Senator SPARKMAN. The Small Defense Plants Corporation was set up during the Korean war.

Mr. OECHSLE. That is right.

Senator SPARKMAN. The Smaller War Plants Corporation was a wartime agency, pure and simple.

Mr. OECHSLE. That is right.

Senator SPARKMAN. And the SBA was more or less a conversion of the SDPC.

Mr. OECHSLE. That is right.

Senator SPARKMAN. I notice in the President's Cabinet Committee recommendations-I will not take the time to take up these various recommendations, but I think it would do us all good to refresh our recollection once in a while to see about those promises that were held out last fall and see if we could do something toward bringing them into action.

But one thing I wanted to ask you about is this—in the President's letter, it says:

The Committee is to have the continuing assignment of making specific recommendations to me for administrative actions and, where necessary, for additional legislation to strengthen the economic position of small businesses.

The President did not say "so-called small businesses."
Mr. ОECHSLE. No.

Senator SPARKMAN. He called it right out what it was

to strengthen the economic position of small businesses and to foster their sound development.

I realize this is not your responsibility, but I wonder if you can tell us what is being done toward carrying forward that statement. Do you know?

Mr. OECHSLE. Well, I attend many of these Cabinet Committee meetings on small business, and they are in the 4 years I have been down here I have never attended a Government committee that has worked as hard as the Cabinet Committee on Small Business.

Senator SPARKMAN. You understand I gave it high praise from the very beginning.

Mr.

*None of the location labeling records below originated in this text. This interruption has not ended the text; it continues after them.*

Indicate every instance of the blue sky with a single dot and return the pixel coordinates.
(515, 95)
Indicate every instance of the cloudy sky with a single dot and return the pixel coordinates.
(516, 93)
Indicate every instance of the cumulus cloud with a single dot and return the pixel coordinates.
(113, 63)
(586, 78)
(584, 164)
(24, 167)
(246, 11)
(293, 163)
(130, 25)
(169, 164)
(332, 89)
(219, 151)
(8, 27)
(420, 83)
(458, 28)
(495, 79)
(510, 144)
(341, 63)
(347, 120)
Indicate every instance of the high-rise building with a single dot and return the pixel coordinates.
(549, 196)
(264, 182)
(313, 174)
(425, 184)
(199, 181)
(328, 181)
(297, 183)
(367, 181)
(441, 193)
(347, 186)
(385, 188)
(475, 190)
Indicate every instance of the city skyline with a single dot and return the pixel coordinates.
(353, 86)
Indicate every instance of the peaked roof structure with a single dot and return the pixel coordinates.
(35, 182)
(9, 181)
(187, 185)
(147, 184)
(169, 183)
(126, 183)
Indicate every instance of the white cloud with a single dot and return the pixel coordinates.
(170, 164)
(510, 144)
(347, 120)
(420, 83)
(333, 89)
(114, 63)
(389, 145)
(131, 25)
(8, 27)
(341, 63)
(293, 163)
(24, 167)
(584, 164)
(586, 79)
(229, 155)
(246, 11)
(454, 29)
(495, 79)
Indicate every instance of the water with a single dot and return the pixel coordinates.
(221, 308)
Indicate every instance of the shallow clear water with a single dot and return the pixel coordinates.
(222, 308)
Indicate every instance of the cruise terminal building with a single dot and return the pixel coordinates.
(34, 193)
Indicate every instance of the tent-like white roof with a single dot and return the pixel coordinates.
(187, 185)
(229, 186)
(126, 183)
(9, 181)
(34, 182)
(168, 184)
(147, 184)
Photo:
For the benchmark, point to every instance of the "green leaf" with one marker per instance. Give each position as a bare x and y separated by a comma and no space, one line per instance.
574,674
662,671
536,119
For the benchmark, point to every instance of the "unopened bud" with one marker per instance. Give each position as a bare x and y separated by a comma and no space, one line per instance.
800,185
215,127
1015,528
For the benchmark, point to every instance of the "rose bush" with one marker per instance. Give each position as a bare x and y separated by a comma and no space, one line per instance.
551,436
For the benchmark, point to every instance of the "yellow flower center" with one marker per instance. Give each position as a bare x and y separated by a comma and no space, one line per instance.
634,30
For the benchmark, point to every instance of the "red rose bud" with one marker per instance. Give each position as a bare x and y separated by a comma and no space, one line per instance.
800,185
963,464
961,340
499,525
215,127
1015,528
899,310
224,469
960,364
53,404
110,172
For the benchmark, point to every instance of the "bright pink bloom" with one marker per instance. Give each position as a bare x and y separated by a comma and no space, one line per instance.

OECHSLE. It would start at 2 o'clock in the afternoon and wind up at 7 or so at night. And there is a great amount of work that has gone into that by the various representatives of the different Government agencies.

But you must remember this one basic fact, that a number of the recommendations that were made would have the effect of some type of tax relief in one way or another, and in light of the present budget situation in this session of Congress, the Treasury Department, I believe, has the feeling that if taxes are going to be relieved for some particular segment of the economy, this is not the time to do it until they can have an opportunity to look over the results of this budget situation and find out what is going to be left, and then possibly in the next Congress or the next session of this present Congress, determine what of these recommendations that have been made by the Cabinet Committee could be enacted into legislation.